Whether in a corporate or an SME, decision making should be based on cold data that is efficiently analysed in order to determine the correct decision to be made – there is no room for emotion.

When a client requests a discount because of its own budget restraints, the entrepreneur should have the cost of sale figures available to determine at which point a loss will be made on a job and have the courage to walk away if the job is no longer profitable, even if the client has become a close friend.

Making tough choices

Similarly, when suppliers are charging too much and thus affecting profitability negatively, it is the duty of the entrepreneur as custodian of the business’ finances to find alternative suppliers. If one has been working with a specific supplier for years, then this can become difficult to do, as it could mean disrupting an otherwise good relationship – but not doing so will be even more hazardous to the longevity of the business.

The most intricate and difficult area is that of staff. There is a basic principle in life; spend less than what you make. Especially in the service industry, salaries can easily become a huge portion of the company’s expenses and when there is free capacity in human resources it is as good as having wasted stock in the warehouse of a manufacturing business.

It’s the duty of the entrepreneur to ensure that there is just enough capacity to service the clients and fulfill on the requirements of the business.
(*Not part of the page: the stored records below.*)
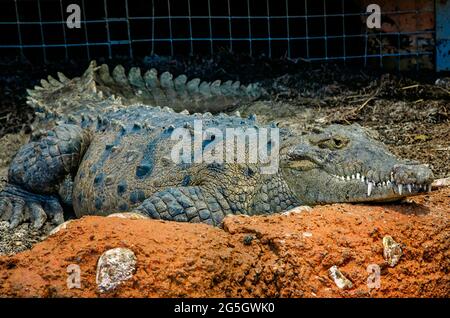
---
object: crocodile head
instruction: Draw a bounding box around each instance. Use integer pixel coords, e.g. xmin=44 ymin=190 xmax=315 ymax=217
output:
xmin=281 ymin=124 xmax=433 ymax=204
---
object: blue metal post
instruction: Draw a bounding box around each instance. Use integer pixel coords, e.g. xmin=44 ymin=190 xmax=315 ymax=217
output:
xmin=436 ymin=0 xmax=450 ymax=72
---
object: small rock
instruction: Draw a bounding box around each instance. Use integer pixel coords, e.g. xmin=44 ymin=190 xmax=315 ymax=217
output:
xmin=96 ymin=247 xmax=137 ymax=292
xmin=281 ymin=205 xmax=312 ymax=216
xmin=243 ymin=235 xmax=254 ymax=245
xmin=328 ymin=265 xmax=353 ymax=289
xmin=48 ymin=220 xmax=73 ymax=236
xmin=107 ymin=212 xmax=150 ymax=220
xmin=383 ymin=235 xmax=403 ymax=267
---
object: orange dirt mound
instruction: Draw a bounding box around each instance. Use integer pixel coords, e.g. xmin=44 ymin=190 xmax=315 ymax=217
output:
xmin=0 ymin=188 xmax=450 ymax=297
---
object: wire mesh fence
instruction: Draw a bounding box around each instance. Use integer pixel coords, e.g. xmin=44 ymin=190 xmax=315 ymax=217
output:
xmin=0 ymin=0 xmax=435 ymax=68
Extra capacity should be cut. It seems like a heartless approach to take, but keeping wasted capacity for the sake of relationships or compassion will put the sustainability of the business and, ultimately, everybody’s jobs at risk while compromising the credibility of the entrepreneur.  Another pitfall is to tolerate non-delivery by staff or suppliers due to relationship and for the sake of keeping the peace.

Finding solutions

Difficulties arise when suppliers and employees are fulfilling on all requirements, but an over supply of capacity is forcing an entrepreneur to cut back. The word retrenchment is probably one of the most feared words an entrepreneur can use. Not just for the employees, but also for the entrepreneur. It accompanies a feeling of failure.

When managing a small business, relationships will be much closer than in a corporate environment and it is always a hard decision to let go of talent and allow someone to re-enter the market when they have intimate knowledge of the company’s intellectual property. But the hard reality is that stock availability should match requirements and, similarly, human resource capacity should match service requirements or the business will burn money and will therefore not be sustainable.

Retrenchments

There are two ways in which retrenchments can be rolled-out; operational requirements or last-in- first-out (LIFO), each with their own set of procedural requirements. Once again an entrepreneur has to be careful not to let personal relationships cloud sound judgment.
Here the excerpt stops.